A solution to the final classes problem
richard.bair at oracle.com
Mon Sep 3 16:42:48 PDT 2012
There are several good reasons for final classes, and security is one of them. Normal developers aren't nearly devious enough, somebody suggested throwing a security exception if somebody subclassed with a security manager installed -- yet this is EXACTLY one of the failure modes that you cannot prevent if you allow subclassing (a finalizer on a class with an exception thrown during instantiation allows a developer to get access to the object even though it didn't finish initialization). Of course non-final classes can be secure -- just as mutable classes can be used with multiple threads, but it is more difficult to do. The rule is that final classes are better for security and evolving the API in a compatible manner (and prevent a host of other API blunders made by people who subclass, for example, hosing the equals implementation). All rules have exceptions (we don't make all objects immutable even though immutable objects are preferable for a host of reasons including in some cases performance and in many cases threading).
If you are an API designer of a large body of API that is expected to both exist for many years and to evolve over the course of many years with many thousands and tens of thousands of developers, then making things final by default until there is shown some compelling reason for the class to be non-final is incredibly prudent. Most developers have never had the challenge of evolving such an API (or of getting reamed in the news over security exploits, most of which are far from obvious). Its a whole different ballgame. Every change we make to a class that is subclassable *will break somebody*. Guaranteed. When you have enough developers, it is inevitable. Any API you can think of that you'd like to add -- somebody somewhere out there has already beaten you to it, and when you add a method (or other) then you will break somebody.
We were lucky that we made all our getters and setters final. At first it might be limiting. However it is really important to the integrity of the system (and it shows up in that security document I linked to) that somebody doesn't subclass and override a getter / setter to do "unnatural" (in a security context, read "nefarious") things. Is it frustrating to have to add a listener when Swing, for example, allowed you to just override the setter / getter? Sure it is, but it avoids a lot of problems this way (including security issues).
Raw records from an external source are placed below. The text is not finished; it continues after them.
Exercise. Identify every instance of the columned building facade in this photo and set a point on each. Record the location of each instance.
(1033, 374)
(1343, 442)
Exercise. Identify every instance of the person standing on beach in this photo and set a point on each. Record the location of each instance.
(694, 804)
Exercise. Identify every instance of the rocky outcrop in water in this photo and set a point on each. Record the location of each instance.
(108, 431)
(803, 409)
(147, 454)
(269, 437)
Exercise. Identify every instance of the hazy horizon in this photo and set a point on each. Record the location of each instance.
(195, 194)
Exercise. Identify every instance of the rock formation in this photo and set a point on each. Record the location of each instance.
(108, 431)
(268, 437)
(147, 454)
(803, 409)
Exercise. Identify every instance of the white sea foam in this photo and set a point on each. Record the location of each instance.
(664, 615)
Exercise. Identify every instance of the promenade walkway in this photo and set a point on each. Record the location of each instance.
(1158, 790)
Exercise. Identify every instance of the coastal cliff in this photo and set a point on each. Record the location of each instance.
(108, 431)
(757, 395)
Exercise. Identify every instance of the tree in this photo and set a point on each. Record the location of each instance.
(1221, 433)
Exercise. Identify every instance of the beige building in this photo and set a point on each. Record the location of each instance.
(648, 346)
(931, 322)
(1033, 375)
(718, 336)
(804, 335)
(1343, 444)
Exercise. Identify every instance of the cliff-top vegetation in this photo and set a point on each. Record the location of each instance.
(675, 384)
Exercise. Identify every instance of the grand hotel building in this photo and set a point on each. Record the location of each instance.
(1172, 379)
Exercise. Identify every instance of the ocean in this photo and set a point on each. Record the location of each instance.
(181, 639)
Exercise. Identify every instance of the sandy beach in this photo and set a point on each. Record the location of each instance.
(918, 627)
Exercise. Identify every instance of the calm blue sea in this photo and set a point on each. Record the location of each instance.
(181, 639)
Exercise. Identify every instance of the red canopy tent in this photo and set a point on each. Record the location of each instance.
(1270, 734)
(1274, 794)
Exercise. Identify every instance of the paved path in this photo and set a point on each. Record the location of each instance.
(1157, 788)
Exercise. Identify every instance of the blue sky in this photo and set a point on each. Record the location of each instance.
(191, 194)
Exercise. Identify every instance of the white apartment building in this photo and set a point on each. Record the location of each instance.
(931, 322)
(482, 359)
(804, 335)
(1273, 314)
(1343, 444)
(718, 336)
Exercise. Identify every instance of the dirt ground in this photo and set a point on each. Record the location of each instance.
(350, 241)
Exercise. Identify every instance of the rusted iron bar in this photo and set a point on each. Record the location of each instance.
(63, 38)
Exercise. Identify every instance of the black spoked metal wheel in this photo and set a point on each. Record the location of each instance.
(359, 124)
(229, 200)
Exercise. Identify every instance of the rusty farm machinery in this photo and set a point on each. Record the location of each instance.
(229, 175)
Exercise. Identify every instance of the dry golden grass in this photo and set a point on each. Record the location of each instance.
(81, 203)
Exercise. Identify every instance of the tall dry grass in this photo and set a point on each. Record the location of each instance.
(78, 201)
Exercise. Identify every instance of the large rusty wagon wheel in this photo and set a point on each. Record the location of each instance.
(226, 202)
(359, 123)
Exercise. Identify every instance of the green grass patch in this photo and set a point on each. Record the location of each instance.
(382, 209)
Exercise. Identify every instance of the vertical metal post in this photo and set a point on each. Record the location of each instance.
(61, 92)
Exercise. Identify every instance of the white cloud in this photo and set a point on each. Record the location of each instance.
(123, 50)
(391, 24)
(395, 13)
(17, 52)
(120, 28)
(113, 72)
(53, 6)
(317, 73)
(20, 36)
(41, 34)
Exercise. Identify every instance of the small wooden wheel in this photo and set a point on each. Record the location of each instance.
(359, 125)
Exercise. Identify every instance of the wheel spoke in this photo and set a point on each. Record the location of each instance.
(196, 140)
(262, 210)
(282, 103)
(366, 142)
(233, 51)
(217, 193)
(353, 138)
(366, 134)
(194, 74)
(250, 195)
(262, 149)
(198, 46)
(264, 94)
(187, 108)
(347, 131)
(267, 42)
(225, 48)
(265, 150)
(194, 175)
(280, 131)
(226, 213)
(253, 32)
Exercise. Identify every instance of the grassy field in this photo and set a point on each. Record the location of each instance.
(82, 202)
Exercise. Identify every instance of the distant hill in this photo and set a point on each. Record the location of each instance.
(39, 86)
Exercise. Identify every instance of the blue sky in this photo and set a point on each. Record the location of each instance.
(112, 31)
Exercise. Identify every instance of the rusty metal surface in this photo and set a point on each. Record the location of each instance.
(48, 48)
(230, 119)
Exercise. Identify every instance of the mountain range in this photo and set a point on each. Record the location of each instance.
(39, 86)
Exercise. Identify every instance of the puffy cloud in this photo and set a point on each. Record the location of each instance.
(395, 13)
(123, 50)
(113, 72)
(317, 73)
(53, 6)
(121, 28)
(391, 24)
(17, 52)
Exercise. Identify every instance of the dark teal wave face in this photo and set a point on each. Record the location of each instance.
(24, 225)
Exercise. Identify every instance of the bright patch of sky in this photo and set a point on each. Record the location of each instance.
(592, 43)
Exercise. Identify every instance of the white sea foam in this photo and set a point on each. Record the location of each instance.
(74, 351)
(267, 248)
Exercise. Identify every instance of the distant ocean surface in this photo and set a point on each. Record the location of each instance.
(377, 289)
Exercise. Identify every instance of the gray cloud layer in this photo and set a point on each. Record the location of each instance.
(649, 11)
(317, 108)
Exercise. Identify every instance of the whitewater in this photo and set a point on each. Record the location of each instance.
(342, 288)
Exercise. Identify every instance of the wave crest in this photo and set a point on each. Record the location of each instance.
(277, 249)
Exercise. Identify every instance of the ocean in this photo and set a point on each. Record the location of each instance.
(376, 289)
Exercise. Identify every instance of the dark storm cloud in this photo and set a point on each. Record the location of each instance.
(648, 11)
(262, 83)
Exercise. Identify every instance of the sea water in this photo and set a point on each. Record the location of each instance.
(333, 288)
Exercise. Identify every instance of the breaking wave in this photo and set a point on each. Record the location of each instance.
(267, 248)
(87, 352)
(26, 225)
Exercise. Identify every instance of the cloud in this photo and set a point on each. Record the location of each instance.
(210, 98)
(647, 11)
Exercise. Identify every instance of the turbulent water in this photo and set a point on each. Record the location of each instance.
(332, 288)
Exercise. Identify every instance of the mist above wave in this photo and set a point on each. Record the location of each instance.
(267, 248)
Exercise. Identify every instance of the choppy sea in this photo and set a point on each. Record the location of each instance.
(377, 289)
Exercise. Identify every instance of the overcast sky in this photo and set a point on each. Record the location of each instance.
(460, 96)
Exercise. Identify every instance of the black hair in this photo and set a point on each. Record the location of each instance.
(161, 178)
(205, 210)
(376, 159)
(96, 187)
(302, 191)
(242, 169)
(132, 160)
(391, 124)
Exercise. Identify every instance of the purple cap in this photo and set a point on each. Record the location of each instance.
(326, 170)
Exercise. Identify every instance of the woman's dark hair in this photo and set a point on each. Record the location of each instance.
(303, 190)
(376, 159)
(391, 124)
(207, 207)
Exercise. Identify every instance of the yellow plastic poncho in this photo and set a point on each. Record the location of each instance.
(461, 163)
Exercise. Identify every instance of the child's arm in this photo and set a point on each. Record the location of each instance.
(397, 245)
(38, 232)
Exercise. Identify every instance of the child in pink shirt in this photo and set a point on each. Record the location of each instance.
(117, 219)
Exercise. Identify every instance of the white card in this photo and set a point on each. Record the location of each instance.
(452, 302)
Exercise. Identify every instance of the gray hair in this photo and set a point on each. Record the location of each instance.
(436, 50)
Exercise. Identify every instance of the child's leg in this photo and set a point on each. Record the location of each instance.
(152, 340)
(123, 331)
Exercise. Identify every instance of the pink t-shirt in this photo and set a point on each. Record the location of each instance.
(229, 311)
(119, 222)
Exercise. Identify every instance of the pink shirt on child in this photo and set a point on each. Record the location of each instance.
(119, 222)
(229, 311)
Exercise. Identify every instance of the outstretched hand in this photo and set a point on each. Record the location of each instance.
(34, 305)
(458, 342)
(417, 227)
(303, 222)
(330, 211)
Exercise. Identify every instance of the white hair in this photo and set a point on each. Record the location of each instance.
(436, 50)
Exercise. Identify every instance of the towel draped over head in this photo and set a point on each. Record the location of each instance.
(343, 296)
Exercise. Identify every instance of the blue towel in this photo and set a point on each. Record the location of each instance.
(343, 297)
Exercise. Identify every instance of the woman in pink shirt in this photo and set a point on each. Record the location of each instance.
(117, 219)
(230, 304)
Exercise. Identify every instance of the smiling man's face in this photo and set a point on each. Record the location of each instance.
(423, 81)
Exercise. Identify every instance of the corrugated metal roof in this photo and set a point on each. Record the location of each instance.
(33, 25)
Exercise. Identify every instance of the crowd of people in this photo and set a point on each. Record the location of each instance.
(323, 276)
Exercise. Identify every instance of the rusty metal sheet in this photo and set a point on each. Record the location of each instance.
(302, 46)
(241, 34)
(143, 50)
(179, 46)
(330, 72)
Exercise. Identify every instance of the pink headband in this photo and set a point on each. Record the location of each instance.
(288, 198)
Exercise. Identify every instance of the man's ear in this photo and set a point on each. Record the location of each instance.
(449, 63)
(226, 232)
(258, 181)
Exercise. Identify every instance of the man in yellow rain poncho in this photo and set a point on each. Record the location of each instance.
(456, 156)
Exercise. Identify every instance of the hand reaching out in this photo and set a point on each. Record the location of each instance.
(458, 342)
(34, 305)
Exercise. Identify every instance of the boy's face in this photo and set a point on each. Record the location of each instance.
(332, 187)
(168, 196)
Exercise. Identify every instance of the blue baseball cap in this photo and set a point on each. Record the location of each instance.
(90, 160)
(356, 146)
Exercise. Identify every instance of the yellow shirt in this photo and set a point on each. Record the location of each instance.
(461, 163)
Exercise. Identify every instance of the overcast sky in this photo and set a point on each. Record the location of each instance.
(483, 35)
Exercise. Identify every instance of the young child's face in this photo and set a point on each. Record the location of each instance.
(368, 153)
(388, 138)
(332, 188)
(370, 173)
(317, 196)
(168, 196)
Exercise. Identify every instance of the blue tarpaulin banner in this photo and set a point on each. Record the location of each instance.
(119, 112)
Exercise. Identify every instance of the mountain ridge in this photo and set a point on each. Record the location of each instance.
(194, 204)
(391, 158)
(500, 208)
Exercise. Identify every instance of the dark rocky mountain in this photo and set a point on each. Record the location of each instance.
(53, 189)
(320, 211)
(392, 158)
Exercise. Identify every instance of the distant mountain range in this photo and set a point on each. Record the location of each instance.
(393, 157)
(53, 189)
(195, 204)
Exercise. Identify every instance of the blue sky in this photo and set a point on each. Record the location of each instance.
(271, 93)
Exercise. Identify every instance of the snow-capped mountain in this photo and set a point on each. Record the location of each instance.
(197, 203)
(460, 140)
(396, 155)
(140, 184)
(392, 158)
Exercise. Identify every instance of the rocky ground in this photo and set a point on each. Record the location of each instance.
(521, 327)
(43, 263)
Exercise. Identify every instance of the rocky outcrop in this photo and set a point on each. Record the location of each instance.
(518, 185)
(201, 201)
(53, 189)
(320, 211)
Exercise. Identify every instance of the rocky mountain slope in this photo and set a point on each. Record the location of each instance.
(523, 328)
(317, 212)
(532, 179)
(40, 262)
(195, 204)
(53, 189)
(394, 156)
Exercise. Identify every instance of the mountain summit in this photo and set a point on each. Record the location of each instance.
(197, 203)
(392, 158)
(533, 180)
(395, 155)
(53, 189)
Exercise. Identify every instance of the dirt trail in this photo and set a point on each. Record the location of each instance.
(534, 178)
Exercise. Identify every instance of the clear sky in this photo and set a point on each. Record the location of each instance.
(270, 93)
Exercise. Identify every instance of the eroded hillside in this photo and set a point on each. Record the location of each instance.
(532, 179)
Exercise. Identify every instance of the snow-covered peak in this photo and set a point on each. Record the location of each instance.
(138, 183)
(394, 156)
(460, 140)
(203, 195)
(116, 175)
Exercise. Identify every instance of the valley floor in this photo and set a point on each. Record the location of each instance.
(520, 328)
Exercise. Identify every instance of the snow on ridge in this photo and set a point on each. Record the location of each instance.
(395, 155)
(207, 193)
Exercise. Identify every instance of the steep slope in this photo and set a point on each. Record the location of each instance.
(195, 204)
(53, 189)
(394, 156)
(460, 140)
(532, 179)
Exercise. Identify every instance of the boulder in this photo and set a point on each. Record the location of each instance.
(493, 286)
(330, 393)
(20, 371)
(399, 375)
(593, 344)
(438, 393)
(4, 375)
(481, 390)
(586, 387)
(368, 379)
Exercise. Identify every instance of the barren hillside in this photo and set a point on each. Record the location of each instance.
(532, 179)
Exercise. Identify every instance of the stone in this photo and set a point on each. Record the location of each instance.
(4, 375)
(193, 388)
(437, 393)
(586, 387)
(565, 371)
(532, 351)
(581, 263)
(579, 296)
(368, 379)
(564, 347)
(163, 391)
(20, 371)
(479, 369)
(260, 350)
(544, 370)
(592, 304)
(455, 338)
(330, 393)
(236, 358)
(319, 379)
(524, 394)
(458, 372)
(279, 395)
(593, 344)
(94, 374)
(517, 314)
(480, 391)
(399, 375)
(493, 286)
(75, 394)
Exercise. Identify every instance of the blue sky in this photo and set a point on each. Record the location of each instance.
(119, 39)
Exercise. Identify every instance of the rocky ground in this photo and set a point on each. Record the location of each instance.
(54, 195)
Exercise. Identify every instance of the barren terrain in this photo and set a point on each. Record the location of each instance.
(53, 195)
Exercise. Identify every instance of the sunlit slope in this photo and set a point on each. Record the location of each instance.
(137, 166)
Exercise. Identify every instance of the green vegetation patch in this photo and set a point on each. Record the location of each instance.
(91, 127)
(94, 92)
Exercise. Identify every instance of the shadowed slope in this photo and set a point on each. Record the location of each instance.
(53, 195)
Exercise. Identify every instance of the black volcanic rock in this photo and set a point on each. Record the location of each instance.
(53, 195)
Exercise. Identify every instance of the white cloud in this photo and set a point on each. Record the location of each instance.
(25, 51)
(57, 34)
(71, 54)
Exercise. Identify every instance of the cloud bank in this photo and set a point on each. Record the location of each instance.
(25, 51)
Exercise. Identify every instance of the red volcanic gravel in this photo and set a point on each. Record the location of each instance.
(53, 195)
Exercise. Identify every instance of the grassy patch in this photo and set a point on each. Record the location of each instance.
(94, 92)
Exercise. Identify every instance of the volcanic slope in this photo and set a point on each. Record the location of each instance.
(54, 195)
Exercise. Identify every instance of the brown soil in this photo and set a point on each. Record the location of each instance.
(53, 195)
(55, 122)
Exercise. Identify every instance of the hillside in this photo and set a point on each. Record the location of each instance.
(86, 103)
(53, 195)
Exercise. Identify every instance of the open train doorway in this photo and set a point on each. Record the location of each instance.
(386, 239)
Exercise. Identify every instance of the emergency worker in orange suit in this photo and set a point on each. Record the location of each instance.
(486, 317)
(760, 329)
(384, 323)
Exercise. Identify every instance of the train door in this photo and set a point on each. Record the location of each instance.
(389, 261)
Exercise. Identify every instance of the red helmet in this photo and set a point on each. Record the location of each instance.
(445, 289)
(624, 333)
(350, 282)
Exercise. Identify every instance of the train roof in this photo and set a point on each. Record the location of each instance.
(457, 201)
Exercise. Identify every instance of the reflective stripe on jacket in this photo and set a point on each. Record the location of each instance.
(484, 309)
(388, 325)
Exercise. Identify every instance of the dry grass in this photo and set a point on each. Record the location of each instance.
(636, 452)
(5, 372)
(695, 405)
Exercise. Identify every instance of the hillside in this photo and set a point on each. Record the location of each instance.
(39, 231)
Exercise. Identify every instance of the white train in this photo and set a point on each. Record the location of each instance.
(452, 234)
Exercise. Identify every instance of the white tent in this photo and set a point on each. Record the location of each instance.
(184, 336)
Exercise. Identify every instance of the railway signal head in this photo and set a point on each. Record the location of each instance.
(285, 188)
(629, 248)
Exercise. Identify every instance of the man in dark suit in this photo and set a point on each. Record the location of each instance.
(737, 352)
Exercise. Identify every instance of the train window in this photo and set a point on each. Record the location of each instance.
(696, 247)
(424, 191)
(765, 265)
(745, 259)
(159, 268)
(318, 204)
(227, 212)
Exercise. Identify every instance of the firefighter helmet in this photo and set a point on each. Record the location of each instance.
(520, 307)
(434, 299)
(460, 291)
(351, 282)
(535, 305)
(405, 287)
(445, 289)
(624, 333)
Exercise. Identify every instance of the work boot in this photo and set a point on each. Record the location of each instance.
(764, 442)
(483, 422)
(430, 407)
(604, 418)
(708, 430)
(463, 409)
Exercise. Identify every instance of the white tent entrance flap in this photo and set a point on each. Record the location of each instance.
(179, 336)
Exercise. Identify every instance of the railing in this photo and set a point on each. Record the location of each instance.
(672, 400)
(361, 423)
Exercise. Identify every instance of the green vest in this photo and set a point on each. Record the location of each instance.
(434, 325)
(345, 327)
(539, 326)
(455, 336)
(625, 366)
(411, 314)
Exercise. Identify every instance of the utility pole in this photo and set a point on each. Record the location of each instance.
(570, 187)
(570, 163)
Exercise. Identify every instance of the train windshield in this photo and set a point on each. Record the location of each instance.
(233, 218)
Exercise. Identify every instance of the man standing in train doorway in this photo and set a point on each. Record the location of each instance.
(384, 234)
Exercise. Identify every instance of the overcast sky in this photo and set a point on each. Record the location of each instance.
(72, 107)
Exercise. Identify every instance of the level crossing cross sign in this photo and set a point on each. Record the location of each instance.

It may seem like a straightjacket (and there are no doubt places where we legitimately should allows classes to be subclassed where we presently don't), but making something final until it has explicitly been designed for inheritance is a lesson that we in the Java team have learned by long experience. So we'll address each case as they come to relax the constraint in places that make sense.
On Sep 2, 2012, at 7:06 PM, Debasish Ray Chawdhuri wrote:
> Most importantly, there is no way a making a FileChooser final would
> impose any security. Because, anyway the code showing the FileChooser
> can use the file chosen anyway it wants. Also, since the FileChooser
> does not run in a separate sandbox, the API used by FileChooser, can
> be directly used by any code to do what it wants. FileChooser is just
> a utility, there is no way the security should be implemented there,
> the security has to be in the JVM itself, and then there would be no
> reason to worry about anything else.